For now, I think DEPDev should consider telling these agencies as part of its M&E function of the Executive branch.

 

One, the State Universities and Colleges  — stop expanding campuses. There are 113 SUCs and 126 local univs and colleges  like University of Makati, Pamantasan ng Lungsod ng Maynila. Cebu Technical University has 24 campuses, Palawan State University has 19, Cavite Batangas, Southern Luzon (Quezon) State Universities have 11 each.

 

Two, the Department of Health — privatize two of their four hospitals in Manila City, get the money and put up a DOH hospital in regions where there is none.
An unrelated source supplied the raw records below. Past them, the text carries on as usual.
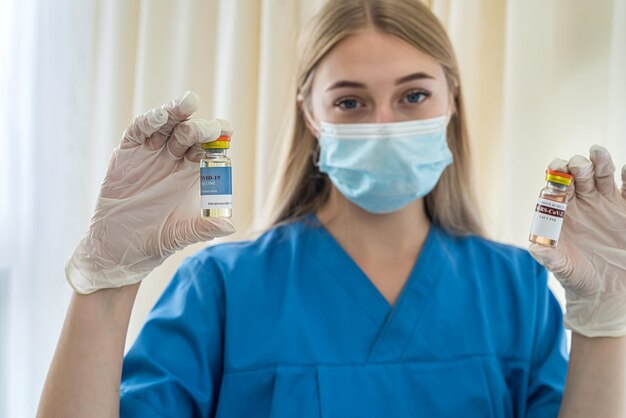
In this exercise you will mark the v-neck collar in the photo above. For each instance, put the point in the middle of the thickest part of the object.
(395, 323)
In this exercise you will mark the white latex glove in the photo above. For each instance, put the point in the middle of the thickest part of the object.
(149, 203)
(590, 259)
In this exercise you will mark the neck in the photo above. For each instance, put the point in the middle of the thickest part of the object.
(375, 237)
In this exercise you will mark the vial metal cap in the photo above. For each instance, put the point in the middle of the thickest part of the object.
(559, 177)
(223, 142)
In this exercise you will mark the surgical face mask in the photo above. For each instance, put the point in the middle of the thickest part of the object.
(382, 167)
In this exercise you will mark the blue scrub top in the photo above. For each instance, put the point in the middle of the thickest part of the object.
(287, 325)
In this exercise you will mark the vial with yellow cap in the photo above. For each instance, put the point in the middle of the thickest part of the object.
(550, 209)
(216, 193)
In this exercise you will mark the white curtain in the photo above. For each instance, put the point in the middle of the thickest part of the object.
(542, 78)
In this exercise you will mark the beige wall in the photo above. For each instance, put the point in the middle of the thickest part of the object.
(542, 78)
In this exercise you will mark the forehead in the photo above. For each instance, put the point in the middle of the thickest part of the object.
(374, 56)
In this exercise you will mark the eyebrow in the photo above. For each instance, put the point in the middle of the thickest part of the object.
(358, 85)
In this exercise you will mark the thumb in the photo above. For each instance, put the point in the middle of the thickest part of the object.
(552, 259)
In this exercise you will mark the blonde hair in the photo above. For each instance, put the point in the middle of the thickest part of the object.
(300, 188)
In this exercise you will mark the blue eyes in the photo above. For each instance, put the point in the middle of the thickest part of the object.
(415, 96)
(347, 104)
(351, 103)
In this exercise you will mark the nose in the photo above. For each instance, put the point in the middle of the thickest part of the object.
(384, 114)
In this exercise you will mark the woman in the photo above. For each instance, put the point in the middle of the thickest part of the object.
(372, 293)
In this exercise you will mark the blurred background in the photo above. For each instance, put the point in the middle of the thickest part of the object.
(542, 79)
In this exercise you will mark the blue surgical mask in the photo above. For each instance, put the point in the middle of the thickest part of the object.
(382, 167)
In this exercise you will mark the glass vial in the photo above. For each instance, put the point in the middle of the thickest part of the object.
(216, 195)
(550, 210)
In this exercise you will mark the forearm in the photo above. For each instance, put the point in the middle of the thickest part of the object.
(596, 378)
(84, 377)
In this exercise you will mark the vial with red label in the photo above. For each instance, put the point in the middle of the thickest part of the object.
(550, 209)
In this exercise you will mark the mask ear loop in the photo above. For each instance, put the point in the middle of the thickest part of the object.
(308, 119)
Manila City has seven  city-owned hospitals, has UP-PGH (P7 billion a year from UP budget), and four DOH hospitals. Does it mean residents of Manila are the healthiest people in the country? Not exactly.

 

Three, the Department of Energy — when the share of (solar + wind)/total power generation reaches 10 percent, even 15 percent, stop contracting new solar and wind via Green Energy Auction to avoid rising inflation. Threshold seems to be 20 percent, beyond that inflation rate is higher than a decade ago, the case of many European countries.

 

Four, the military and uniformed personnel (MUP) agencies – AFP, PNP, PCG, BFP, BJMP, etc. They should pay for their own pension someday when they retire, and not take it from taxpayers. The MUP pension in the budget is P111 billion in 2024, P132 billion in 2025 and P133 billion in 2026.

 

I doubt that Finance Secretary Ralph Recto and Budget Secretary Amenah Pangandaman are happy finding more revenues yearly to cover more budget requests by many agencies and keeping the deficit as low as possible.

 

The reason for the existence of the government is to protect the people’s right to life, right to private property, right to liberty. Not to burden the people with endless taxes and corrupt their values with endless subsidies and freebies.